In 2016, initial tests on a pilot-scale biosurveillance system showed that Drew’s synthetic T-cells performed better than the traditional statistical methods, said Pat. Also, because they track multiple variables intrinsically, they could provide more nuanced alerts, such as separating an outbreak of a new disease from seasonal influenza, he said.

Brain-inspired machine learning improves chief complaint deciphering

The first piece of data the CDC receives from each emergency room visit is called the chief complaint. This is a concise statement describing why a patient has gone to the emergency room or clinic, before they’ve seen a doctor and have been diagnosed. Chief complaints range from “chest pain” and “fever three days” to specialized abbreviations.

Biosurveillance Topology

Current biosurveillance topology
Lymph node biosurveillance topology

These terse statements are full of medical jargon and even misspelled words, making them difficult to decipher by simple keyword searches or by the inexperienced. Also, many words describe the same symptoms, such as fever, hot, temperature and chills.

Technology companies have been using deep learning for similar natural-language processing problems. Deep learning is brain-inspired machine learning that excels at finding patterns without being explicitly programmed on what to look for. One such algorithm, called Word2vec, converts the context of words into mathematical vectors.

When Drew ran the Word2vec algorithm on anonymized chief complaint data collected by the New Mexico Department of Health, it out-performed a standard keyword search, as well as other state-of-the-art machine learning algorithms. However, it still had troubles with misspelled words and abbreviations.

To work around this, Drew tried two related neural network algorithms: one that converts letters into vectors and another that converts words into random vectors. The algorithm that converted words into random, or untrained, vectors was most accurate. The Word2vec algorithm was trained on standard, non-medical prose, and makes antonyms such as hot and cold too similar mathematically speaking, which could be why it didn’t produce the best results, said Drew.

Though more optimization is needed, the team’s deep-learning algorithm for deciphering chief complaints could be particularly useful for the opioid epidemic, said Pat. He added, “New terms for street drugs tend to appear much more quickly than the public health community realizes. If we find that a weird word is popping up a lot in an area, it could be a new variety of fentanyl.”

Future of distributed biosurveillance centers 

Lymph nodes are distributed throughout the body and act as immune system hubs, chock full of T-cells and the B-cells that produce antibodies to fight off infections. 

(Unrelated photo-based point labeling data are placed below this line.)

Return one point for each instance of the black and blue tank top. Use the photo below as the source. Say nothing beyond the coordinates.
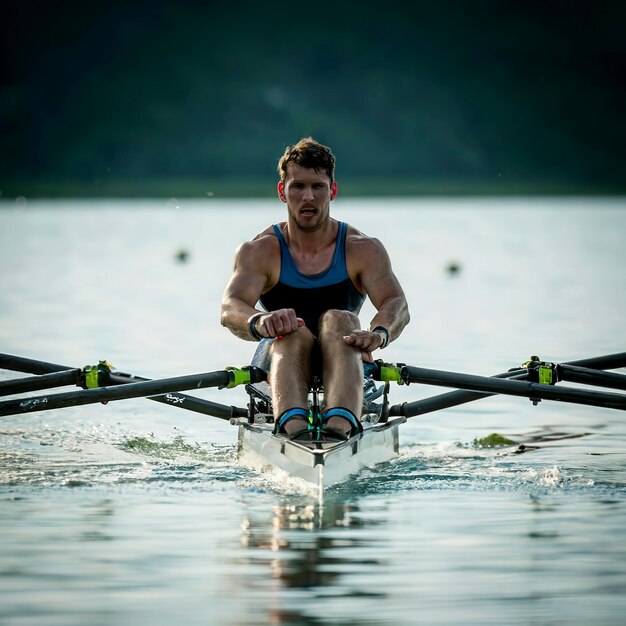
(312, 295)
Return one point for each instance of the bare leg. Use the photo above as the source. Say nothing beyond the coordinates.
(290, 373)
(343, 366)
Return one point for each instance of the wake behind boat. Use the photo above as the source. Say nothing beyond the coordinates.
(316, 457)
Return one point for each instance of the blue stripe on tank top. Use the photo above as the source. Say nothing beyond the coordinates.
(289, 274)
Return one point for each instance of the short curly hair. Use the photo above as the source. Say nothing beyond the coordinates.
(308, 153)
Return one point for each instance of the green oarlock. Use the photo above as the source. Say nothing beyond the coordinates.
(238, 376)
(390, 372)
(97, 375)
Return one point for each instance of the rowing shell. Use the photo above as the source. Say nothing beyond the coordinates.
(322, 464)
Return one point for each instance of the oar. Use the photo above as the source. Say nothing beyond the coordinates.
(455, 398)
(44, 381)
(221, 378)
(76, 377)
(410, 374)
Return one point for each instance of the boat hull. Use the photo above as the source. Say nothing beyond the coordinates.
(322, 464)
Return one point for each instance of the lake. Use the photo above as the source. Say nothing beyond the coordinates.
(137, 512)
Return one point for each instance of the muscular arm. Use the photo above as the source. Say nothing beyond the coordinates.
(252, 273)
(377, 279)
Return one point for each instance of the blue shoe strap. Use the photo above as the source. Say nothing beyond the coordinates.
(289, 413)
(345, 413)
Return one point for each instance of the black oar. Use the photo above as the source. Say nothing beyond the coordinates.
(471, 382)
(65, 375)
(221, 378)
(44, 381)
(455, 398)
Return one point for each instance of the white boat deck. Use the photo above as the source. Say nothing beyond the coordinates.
(320, 463)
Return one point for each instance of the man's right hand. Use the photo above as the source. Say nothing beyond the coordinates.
(279, 323)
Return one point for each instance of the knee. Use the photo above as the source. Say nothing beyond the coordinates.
(300, 341)
(337, 321)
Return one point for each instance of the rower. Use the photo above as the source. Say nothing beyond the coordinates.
(311, 274)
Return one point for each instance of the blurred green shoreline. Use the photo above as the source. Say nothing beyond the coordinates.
(266, 188)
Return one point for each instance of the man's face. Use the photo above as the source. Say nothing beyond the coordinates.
(308, 195)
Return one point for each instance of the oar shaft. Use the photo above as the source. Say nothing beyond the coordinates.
(588, 376)
(448, 400)
(180, 400)
(512, 387)
(36, 383)
(606, 362)
(29, 366)
(121, 392)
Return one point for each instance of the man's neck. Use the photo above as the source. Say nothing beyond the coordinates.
(309, 242)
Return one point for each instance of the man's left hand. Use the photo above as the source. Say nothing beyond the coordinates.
(366, 341)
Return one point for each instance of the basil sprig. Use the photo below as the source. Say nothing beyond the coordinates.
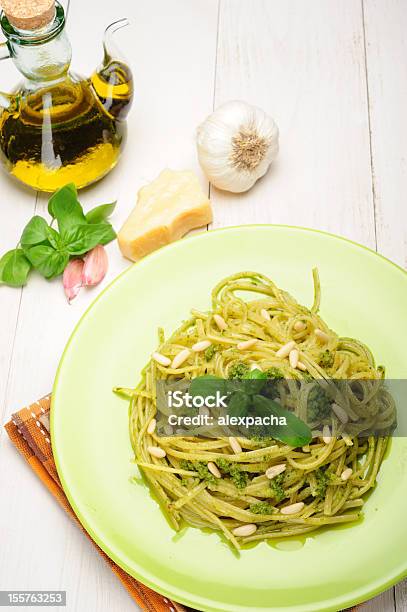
(245, 397)
(48, 250)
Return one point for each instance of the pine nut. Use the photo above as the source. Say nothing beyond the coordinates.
(245, 530)
(293, 508)
(275, 470)
(214, 470)
(201, 346)
(293, 357)
(161, 359)
(156, 451)
(340, 413)
(204, 411)
(151, 426)
(234, 445)
(300, 326)
(326, 434)
(180, 358)
(284, 351)
(220, 322)
(323, 336)
(348, 439)
(346, 474)
(243, 346)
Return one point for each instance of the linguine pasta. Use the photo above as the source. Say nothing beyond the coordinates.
(260, 488)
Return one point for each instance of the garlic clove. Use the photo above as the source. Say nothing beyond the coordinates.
(95, 268)
(236, 145)
(72, 278)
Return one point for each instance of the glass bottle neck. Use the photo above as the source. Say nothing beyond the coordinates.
(43, 55)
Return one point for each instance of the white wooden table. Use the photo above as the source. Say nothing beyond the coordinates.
(332, 73)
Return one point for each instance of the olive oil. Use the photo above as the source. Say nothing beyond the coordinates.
(71, 131)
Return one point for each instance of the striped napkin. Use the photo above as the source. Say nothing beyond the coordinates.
(29, 432)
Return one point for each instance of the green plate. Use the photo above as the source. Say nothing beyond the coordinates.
(363, 295)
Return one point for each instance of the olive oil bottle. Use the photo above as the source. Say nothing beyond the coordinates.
(57, 127)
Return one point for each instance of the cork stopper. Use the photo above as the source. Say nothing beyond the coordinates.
(29, 14)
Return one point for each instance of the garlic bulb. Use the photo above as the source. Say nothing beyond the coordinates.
(236, 145)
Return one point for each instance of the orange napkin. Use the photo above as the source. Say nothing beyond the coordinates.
(29, 432)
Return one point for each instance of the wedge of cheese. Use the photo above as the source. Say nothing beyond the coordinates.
(166, 210)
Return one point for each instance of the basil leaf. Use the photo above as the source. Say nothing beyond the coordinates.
(34, 232)
(14, 268)
(47, 261)
(238, 404)
(83, 238)
(64, 206)
(54, 239)
(295, 433)
(100, 213)
(207, 385)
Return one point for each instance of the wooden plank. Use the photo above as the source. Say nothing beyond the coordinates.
(381, 603)
(386, 47)
(400, 594)
(303, 63)
(172, 49)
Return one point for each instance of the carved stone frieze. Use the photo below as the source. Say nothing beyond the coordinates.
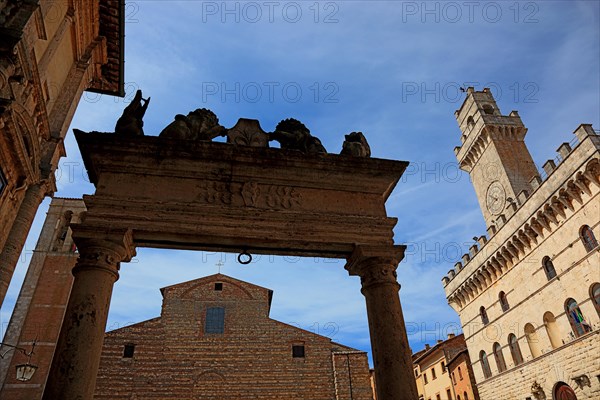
(211, 192)
(282, 197)
(250, 194)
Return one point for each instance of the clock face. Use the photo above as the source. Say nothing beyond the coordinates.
(496, 198)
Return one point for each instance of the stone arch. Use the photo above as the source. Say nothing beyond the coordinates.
(562, 391)
(532, 340)
(552, 330)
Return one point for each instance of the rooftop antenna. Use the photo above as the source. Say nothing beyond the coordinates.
(219, 265)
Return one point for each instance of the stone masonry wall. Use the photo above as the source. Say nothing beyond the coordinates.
(175, 359)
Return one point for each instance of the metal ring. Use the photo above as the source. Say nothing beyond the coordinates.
(244, 253)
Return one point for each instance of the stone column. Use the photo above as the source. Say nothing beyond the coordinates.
(77, 356)
(392, 356)
(18, 233)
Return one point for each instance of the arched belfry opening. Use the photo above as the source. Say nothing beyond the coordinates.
(181, 190)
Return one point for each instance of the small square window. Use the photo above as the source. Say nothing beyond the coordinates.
(215, 320)
(298, 351)
(128, 350)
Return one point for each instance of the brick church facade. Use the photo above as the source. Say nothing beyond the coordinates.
(215, 340)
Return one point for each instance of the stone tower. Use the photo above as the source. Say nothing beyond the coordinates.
(41, 304)
(493, 153)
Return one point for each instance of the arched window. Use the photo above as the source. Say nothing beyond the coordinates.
(548, 267)
(587, 237)
(503, 301)
(470, 121)
(532, 341)
(515, 350)
(500, 363)
(595, 295)
(562, 391)
(483, 315)
(552, 330)
(576, 318)
(485, 365)
(488, 109)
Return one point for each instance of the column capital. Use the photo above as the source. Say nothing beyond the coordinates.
(375, 264)
(103, 248)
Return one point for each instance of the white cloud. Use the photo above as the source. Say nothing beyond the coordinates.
(373, 54)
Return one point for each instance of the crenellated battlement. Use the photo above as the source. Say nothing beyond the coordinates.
(565, 184)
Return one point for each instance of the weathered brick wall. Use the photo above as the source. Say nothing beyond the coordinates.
(40, 307)
(351, 375)
(175, 359)
(466, 384)
(560, 365)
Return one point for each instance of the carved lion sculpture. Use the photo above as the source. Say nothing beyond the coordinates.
(537, 391)
(200, 124)
(130, 123)
(356, 145)
(294, 135)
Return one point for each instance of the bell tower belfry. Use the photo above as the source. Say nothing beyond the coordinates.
(493, 152)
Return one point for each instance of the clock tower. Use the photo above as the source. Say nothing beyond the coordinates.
(493, 153)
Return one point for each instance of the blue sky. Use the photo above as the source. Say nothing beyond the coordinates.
(390, 69)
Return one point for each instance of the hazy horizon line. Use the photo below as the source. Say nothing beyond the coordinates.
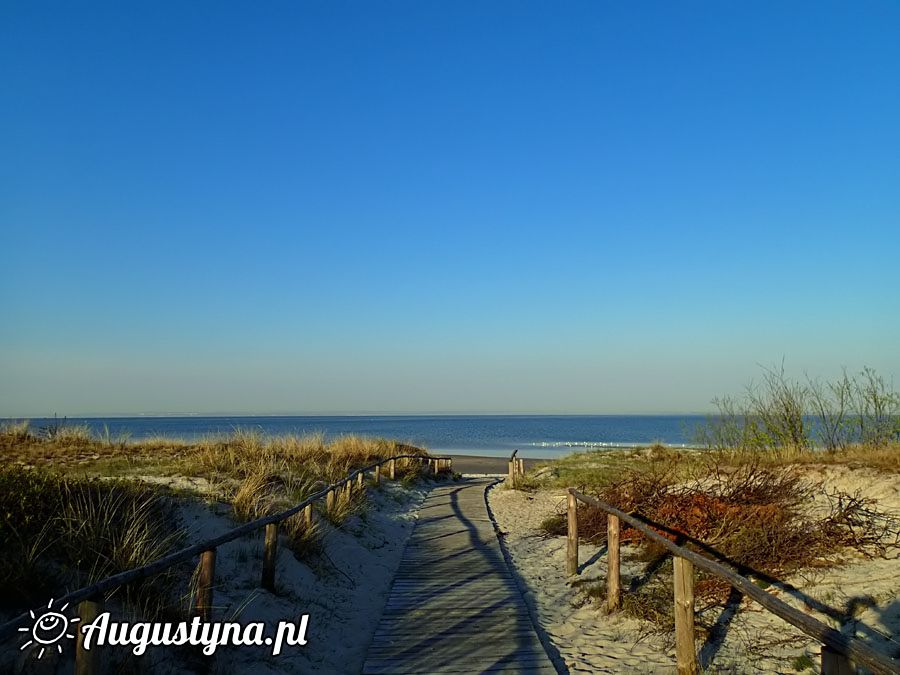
(95, 415)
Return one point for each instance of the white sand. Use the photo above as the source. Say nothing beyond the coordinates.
(343, 591)
(591, 641)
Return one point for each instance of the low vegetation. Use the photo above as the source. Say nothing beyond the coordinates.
(746, 498)
(58, 533)
(64, 523)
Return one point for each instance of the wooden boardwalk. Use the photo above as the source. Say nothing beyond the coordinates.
(454, 606)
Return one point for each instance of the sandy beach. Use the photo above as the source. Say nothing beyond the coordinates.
(478, 465)
(858, 595)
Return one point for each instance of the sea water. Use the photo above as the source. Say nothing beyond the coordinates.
(494, 435)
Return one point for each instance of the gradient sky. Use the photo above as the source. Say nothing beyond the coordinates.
(442, 206)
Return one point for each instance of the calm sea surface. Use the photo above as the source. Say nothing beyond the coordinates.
(532, 435)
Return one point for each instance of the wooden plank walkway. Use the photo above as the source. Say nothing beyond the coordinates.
(454, 606)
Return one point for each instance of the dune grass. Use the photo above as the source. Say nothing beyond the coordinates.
(64, 523)
(59, 532)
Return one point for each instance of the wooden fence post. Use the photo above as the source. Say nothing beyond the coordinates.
(835, 663)
(270, 552)
(685, 654)
(572, 544)
(203, 605)
(613, 581)
(87, 661)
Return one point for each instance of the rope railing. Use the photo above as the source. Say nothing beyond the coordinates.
(89, 598)
(840, 653)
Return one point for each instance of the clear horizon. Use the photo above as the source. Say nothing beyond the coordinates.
(418, 206)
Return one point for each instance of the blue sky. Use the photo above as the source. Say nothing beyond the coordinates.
(442, 207)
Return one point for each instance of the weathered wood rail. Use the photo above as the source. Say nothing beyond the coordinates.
(840, 653)
(89, 598)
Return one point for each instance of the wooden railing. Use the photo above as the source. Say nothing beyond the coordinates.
(89, 598)
(840, 653)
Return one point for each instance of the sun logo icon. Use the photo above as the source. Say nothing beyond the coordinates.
(49, 628)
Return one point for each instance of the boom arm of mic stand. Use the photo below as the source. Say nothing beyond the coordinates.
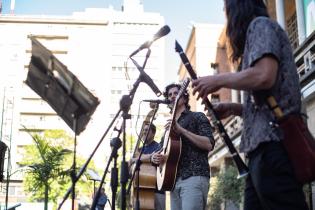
(138, 162)
(116, 145)
(88, 160)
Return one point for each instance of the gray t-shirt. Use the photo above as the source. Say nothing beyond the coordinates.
(266, 37)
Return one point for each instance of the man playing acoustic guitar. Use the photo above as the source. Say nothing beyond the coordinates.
(192, 177)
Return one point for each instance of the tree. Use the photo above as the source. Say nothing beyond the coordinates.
(225, 187)
(49, 161)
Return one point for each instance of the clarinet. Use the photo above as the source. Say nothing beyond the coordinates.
(241, 166)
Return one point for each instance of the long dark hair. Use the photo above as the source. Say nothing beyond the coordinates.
(178, 86)
(239, 14)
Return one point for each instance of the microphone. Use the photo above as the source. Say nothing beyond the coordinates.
(158, 101)
(162, 32)
(147, 79)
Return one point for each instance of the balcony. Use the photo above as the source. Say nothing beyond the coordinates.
(305, 60)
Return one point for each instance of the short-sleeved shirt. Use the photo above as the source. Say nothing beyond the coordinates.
(265, 37)
(193, 160)
(150, 148)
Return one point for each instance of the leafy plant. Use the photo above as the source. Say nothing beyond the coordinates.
(225, 187)
(49, 161)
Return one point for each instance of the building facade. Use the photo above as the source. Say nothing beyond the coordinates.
(95, 46)
(297, 18)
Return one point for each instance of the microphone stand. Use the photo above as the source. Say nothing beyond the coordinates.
(83, 168)
(115, 144)
(125, 104)
(138, 164)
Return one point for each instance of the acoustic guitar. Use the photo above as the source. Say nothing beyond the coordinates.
(166, 172)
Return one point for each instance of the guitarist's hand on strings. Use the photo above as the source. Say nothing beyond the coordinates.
(206, 85)
(225, 110)
(157, 158)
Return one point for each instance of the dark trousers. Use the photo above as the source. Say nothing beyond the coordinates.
(271, 184)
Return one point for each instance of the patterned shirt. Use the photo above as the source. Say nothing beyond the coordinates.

Pat and his team are just beginning to explore how mimicking lymph nodes might improve the biosurveillance system. Pat believes it would be particularly helpful in detecting outbreaks of regional diseases like Lyme diseaseplague and Hantavirus. Also, distributed detection algorithms could be more efficient by bypassing the physical and power consumption limits that Moore’s Law computers are now running up against, added Drew.

“We are working closely with the CDC to test a number of our deep learning approaches on a subset of the national data flow,” said Pat.

His goal is to have his bio-inspired system set up by October to allow side-by-side comparisons with the traditional statistical methods at the national scale. He believes the different approaches will have different strengths, and combining them will improve the speed and accuracy of outbreak detection.

This research was funded by Sandia’s Laboratory Directed Research and Development program. Sandia computer scientists Walt Beyeler and Michael Mitchell and UNM postdoctoral fellow Tatiana Flanagan also worked on the project, focusing on the lymph system-mimicking distributed detection algorithm.

“This project with Sandia has provided us with an opportunity to test the practical application of the concepts we’ve learned from our models,” said Melanie. “Ultimately, this project will lead to a more complete understanding of the immune system, as well as a practical way to quickly identify and respond to disease outbreaks and other biological threats.”